Li Xiangyu, Chen Weizheng, Chen Yang, Zhang Xuegong, Gu Jin, Zhang Michael Q
MOE Key Laboratory of Bioinformatics, TNLIST Bioinformatics Division/Center for Synthetic & System Biology, Department of Automation, Tsinghua University, Beijing 100084, China.
Institute of Network Computing and Information System, Department of Computer Science, Peking University, Beijing 100871, China.
Nucleic Acids Res. 2017 Nov 2;45(19):e166. doi: 10.1093/nar/gkx750.

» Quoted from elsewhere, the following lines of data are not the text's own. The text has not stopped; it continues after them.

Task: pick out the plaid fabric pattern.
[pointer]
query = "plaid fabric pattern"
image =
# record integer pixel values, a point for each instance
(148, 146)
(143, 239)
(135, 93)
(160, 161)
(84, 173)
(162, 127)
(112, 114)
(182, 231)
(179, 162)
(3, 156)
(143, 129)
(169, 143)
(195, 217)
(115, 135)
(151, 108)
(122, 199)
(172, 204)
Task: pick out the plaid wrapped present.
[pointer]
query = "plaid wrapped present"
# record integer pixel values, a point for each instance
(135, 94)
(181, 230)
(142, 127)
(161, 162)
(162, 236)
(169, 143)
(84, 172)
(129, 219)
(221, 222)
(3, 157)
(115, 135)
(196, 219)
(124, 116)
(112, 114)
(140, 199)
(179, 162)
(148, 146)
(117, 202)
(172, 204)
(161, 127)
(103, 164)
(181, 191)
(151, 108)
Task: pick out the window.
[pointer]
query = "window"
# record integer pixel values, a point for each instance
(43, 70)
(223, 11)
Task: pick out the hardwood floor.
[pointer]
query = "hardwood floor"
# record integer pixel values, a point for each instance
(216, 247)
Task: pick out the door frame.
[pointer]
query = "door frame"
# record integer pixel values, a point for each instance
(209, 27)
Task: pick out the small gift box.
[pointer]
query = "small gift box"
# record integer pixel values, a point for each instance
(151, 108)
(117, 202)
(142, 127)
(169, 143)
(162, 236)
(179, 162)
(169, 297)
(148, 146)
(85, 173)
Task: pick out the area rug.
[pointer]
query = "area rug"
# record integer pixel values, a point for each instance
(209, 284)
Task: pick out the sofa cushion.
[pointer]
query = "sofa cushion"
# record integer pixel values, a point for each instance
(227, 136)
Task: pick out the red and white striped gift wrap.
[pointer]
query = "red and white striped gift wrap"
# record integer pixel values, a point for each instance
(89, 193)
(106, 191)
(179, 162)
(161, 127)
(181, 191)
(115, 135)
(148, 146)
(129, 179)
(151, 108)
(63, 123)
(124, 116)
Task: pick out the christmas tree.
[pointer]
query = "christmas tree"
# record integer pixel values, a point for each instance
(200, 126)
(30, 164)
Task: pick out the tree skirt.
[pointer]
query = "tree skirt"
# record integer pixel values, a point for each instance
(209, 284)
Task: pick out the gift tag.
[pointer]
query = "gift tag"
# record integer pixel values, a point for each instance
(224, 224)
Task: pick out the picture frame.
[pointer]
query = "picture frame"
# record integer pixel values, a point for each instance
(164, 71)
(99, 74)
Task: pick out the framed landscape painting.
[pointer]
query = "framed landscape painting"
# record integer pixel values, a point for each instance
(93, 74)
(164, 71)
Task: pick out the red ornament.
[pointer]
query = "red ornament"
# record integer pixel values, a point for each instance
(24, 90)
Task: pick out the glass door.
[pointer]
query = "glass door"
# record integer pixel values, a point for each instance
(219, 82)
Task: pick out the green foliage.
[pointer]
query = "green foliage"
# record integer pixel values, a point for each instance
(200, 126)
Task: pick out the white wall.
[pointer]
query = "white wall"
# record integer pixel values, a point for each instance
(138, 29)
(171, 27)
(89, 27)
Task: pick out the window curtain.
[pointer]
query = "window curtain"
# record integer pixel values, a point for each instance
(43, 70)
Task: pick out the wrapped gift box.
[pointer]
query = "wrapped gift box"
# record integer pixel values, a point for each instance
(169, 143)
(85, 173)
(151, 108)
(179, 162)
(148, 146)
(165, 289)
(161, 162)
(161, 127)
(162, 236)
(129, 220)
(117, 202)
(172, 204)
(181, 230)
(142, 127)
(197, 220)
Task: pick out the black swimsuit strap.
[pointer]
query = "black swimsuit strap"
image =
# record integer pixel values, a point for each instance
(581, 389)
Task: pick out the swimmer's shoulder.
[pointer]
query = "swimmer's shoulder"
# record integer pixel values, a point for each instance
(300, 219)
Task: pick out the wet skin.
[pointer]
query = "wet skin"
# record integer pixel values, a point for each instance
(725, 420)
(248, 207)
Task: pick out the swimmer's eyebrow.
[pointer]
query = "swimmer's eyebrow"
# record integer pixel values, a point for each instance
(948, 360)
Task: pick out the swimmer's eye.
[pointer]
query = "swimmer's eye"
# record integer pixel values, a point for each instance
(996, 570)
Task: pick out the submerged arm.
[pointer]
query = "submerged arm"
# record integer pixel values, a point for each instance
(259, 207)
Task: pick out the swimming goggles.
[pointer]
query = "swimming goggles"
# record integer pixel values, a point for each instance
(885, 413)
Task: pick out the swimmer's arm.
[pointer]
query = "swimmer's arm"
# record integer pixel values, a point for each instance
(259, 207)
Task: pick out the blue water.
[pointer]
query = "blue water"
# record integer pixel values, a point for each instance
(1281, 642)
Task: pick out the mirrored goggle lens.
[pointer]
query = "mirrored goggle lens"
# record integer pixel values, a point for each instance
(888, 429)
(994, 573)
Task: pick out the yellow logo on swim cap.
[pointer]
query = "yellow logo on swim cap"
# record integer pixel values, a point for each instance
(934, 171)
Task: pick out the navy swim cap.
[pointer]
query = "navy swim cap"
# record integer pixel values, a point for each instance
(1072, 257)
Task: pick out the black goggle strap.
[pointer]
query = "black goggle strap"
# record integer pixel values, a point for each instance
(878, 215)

Single cell RNA-seq (scRNA-seq) techniques can reveal valuable insights of cell-to-cell heterogeneities. Projection of high-dimensional data into a low-dimensional subspace is a powerful strategy in general for mining such big data. However, scRNA-seq suffers from higher noise and lower coverage than traditional bulk RNA-seq, hence bringing in new computational difficulties. One major challenge is how to deal with the frequent drop-out events. The events, usually caused by the stochastic burst effect in gene transcription and the technical failure of RNA transcript capture, often render traditional dimension reduction methods work inefficiently. To overcome this problem, we have developed a novel Single Cell Representation Learning (SCRL) method based on network embedding. This method can efficiently implement data-driven non-linear projection and incorporate prior biological knowledge (such as pathway information) to learn more meaningful low-dimensional representations for both cells and genes. Benchmark results show that SCRL outperforms other dimensional reduction methods on several recent scRNA-seq datasets.
单细胞RNA测序(scRNA-seq)技术能够揭示细胞间异质性的宝贵见解。将高维数据投影到低维子空间通常是挖掘此类大数据的有效策略。然而,与传统的批量RNA测序相比,scRNA-seq存在更高的噪声和更低的覆盖率,从而带来了新的计算难题。一个主要挑战是如何处理频繁出现的基因数据丢失事件。这些事件通常由基因转录中的随机爆发效应和RNA转录本捕获的技术故障引起,常常导致传统降维方法效率低下。为了克服这个问题,我们基于网络嵌入开发了一种新颖的单细胞表示学习(SCRL)方法。该方法能够高效地实现数据驱动的非线性投影,并纳入先验生物学知识(如通路信息),为细胞和基因学习更有意义的低维表示。基准测试结果表明,在最近的几个scRNA-seq数据集上,SCRL优于其他降维方法。